- Historical event:
- 4 April 636
- It was suggested that St. Isidore of Seville be declared patron saint of the Internet, which would be appropriate due to his efforts to compile all the information available at that time in one place. Namely, it is interesting that he draw information for his famous encyclopedia both from Christian and non-Christian sources.
On this day the famous Saint Isidore of Seville died. He was extremely important for European education, because he made one of the first encyclopedias in world history.
In fact, in his work “Etymologiae” he compiled a large part of the knowledge available to Europeans in the seventh century. There are as many as 448 chapters in the work, divided into 20 volumes. During the Middle Ages, this encyclopedia of St. Isidore became extremely important because it was among the most popular handbooks in medieval libraries. It was also often copied in later works.
In his encyclopedia, St. Isidore (who lived in the seventh century) collected many fragments from the works of ancient authors from cultural spheres of Greece and Rome. In the Middle Ages, “Etymologiae” was important because the original texts of the ancient authors largely disappeared from general use, so it was only through the works of St. Isidore that these data could be found.

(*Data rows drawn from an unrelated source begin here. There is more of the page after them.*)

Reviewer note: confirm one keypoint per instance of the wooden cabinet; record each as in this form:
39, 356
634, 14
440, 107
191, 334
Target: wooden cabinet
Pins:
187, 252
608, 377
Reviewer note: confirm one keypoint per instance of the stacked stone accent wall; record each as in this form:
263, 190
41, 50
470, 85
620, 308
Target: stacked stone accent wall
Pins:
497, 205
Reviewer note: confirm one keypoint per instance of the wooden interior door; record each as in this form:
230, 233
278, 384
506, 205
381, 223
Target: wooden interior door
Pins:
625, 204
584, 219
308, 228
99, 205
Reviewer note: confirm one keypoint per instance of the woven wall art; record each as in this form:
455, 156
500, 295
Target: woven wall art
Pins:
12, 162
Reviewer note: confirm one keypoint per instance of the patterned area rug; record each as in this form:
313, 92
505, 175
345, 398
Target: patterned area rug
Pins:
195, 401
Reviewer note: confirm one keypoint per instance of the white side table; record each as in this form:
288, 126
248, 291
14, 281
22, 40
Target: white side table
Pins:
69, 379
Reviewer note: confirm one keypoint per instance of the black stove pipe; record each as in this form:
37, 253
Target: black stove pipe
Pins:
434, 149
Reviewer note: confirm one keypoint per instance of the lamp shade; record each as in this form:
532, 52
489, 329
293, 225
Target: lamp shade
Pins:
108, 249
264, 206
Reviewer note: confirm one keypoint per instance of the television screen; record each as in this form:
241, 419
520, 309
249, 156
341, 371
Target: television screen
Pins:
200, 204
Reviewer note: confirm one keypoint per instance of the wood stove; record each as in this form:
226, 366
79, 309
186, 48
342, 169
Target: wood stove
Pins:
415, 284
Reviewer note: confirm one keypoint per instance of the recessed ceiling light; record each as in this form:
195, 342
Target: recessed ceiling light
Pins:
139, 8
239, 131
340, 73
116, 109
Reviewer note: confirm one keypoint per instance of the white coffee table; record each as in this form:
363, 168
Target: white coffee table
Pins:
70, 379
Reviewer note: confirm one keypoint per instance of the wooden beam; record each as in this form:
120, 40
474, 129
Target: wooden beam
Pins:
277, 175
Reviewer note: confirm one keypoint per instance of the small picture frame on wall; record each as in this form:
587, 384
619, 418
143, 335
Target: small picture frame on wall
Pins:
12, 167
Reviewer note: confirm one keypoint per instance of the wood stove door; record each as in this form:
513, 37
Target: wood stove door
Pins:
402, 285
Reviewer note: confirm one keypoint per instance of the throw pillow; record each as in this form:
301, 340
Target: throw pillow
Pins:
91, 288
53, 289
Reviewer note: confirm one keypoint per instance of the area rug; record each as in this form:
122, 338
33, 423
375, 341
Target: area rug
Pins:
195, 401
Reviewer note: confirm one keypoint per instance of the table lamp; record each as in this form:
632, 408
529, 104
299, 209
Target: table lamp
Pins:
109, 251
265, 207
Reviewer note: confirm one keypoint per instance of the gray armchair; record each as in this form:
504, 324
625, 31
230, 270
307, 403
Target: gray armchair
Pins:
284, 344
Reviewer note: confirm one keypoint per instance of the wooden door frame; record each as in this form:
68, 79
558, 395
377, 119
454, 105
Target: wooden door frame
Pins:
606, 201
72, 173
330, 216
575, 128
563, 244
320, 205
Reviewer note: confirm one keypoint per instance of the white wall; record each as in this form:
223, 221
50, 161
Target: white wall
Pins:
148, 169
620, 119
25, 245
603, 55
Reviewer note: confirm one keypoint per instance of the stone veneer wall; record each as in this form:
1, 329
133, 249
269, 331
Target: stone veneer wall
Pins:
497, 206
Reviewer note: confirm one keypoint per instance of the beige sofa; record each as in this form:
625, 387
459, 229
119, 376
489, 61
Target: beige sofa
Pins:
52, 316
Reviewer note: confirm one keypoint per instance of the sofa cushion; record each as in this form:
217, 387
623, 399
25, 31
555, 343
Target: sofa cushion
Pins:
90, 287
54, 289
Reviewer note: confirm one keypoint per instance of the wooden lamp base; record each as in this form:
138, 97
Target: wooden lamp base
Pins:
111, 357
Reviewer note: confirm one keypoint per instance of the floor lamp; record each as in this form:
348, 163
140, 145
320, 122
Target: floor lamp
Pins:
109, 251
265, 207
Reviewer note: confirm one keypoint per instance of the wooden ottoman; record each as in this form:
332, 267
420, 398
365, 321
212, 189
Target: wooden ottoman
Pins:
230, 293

It is a very interesting fact concerning St. Isidore that all his brothers and one of his sisters became Catholic saints. Namely, his older brother was called St. Leander of Seville, younger brother St. Fulgentius of Cartagena, and his sister St. Florentina. So, three brothers and a sister from that family became saints.
St. Isidore was the Archbishop of Seville, a city in present-day Spain. He was roughly a contemporary of Muhammad, founder of Islam. Of course, the Muslim invaders conquered much of the Iberian peninsula, but only about 70 years after the death of St. Isidore. In the time of this saint, the territory of present-day Spain was still ruled by Visigoths, descendants of immigrated Germanic tribes.
Because of his contribution to the networking of the overall human knowledge at that time (St. Isidore drew information from Christian and non-Christian sources, from a total of 154 different authors) it was proposed that he be declared the patron saint of the Internet. It really does not seem like a bad initiative considering the saint’s efforts to compile all the information available at that time in one place.